What is a satellite TV subscription and CCcam/OScam
What is a satellite TV subscription in simple terms
If briefly: the satellite broadcasts the same encrypted stream for everyone. The question is not whether you receive the signal — it goes to everyone equally — but whether you have the keys to decrypt it. What a satellite TV subscription is — is essentially the right to receive these keys from the provider.
A receiver without access to the keys sees the transponder, sees the channels in the list, but shows a black screen or the message "signal encrypted." A smart card or CAM module in the CI/CI+ slot is a hardware container that stores rights and generates the necessary keys in real time.
The satellite signal itself is free — it can be received by any dish with a suitable converter. The provider sells not the signal, but access to the decryption system. This is what lies behind the word "subscription."
Official subscription: smart card and CAM module
Standard scheme: the provider issues a smart card (or sells a CAM with a built-in card), you insert it into the receiver, and it decrypts the channels locally. The card stores EMM — control messages through which the provider remotely updates your subscription rights directly from the satellite stream.

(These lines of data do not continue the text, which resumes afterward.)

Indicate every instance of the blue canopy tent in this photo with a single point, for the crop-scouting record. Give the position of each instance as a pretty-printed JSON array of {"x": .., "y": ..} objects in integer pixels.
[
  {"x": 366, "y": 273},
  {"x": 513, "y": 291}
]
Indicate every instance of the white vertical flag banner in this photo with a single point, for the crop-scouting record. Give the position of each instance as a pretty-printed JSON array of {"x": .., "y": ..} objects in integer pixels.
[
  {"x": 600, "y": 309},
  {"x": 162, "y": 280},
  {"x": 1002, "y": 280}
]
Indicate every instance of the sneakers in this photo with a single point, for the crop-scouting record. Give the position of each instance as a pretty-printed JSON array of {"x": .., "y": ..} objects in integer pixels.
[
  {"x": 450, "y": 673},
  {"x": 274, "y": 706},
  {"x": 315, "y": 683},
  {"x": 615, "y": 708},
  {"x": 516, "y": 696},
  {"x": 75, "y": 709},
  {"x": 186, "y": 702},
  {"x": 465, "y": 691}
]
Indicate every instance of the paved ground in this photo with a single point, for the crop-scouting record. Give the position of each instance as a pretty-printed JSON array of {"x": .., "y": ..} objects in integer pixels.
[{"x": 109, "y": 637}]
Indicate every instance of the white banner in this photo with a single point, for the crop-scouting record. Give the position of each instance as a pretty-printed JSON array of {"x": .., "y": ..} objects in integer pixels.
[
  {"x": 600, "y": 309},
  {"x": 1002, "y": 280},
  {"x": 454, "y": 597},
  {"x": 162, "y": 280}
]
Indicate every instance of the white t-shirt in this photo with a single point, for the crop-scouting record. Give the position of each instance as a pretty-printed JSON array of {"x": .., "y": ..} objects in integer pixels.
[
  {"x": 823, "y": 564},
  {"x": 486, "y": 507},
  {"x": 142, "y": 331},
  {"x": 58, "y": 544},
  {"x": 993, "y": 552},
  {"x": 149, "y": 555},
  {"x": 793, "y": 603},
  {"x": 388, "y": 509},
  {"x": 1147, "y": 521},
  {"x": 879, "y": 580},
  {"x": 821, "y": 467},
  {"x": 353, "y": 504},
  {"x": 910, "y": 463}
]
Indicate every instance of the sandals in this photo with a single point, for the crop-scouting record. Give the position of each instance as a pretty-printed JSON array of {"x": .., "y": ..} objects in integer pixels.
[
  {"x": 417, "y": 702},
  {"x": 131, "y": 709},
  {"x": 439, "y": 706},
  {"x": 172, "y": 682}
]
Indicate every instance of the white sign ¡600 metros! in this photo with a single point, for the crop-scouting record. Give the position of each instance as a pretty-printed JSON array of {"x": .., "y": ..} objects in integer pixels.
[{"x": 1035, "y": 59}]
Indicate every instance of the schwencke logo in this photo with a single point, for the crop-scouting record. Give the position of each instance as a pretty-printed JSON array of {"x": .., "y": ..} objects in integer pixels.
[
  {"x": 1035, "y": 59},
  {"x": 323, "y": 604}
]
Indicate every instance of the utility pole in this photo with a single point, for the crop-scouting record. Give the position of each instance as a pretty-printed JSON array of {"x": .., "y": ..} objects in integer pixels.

CAM module (Conditional Access Module) — is an adapter in the CI or CI+ slot that contains the same logic as the card, but in the form of a separate device. The difference between CI and CI+ is significant: CI+ supports copy protection and pairing with a specific TV, which is important for HD/UHD packages.
What exactly you are paying for: decryption keys, not the signal
The provider broadcasts one encrypted stream. Those who pay receive control words (CW) — pairs of 8-byte keys that change every 7–10 seconds. Without the current CW, the descrambler cannot decode the video stream, even if the signal from the transponder is received perfectly.
In fact, a subscription is a subscriber agreement for the continuous supply of control words. When the subscription ends, the provider stops updating the rights on the card via EMM, and the card stops providing valid CW.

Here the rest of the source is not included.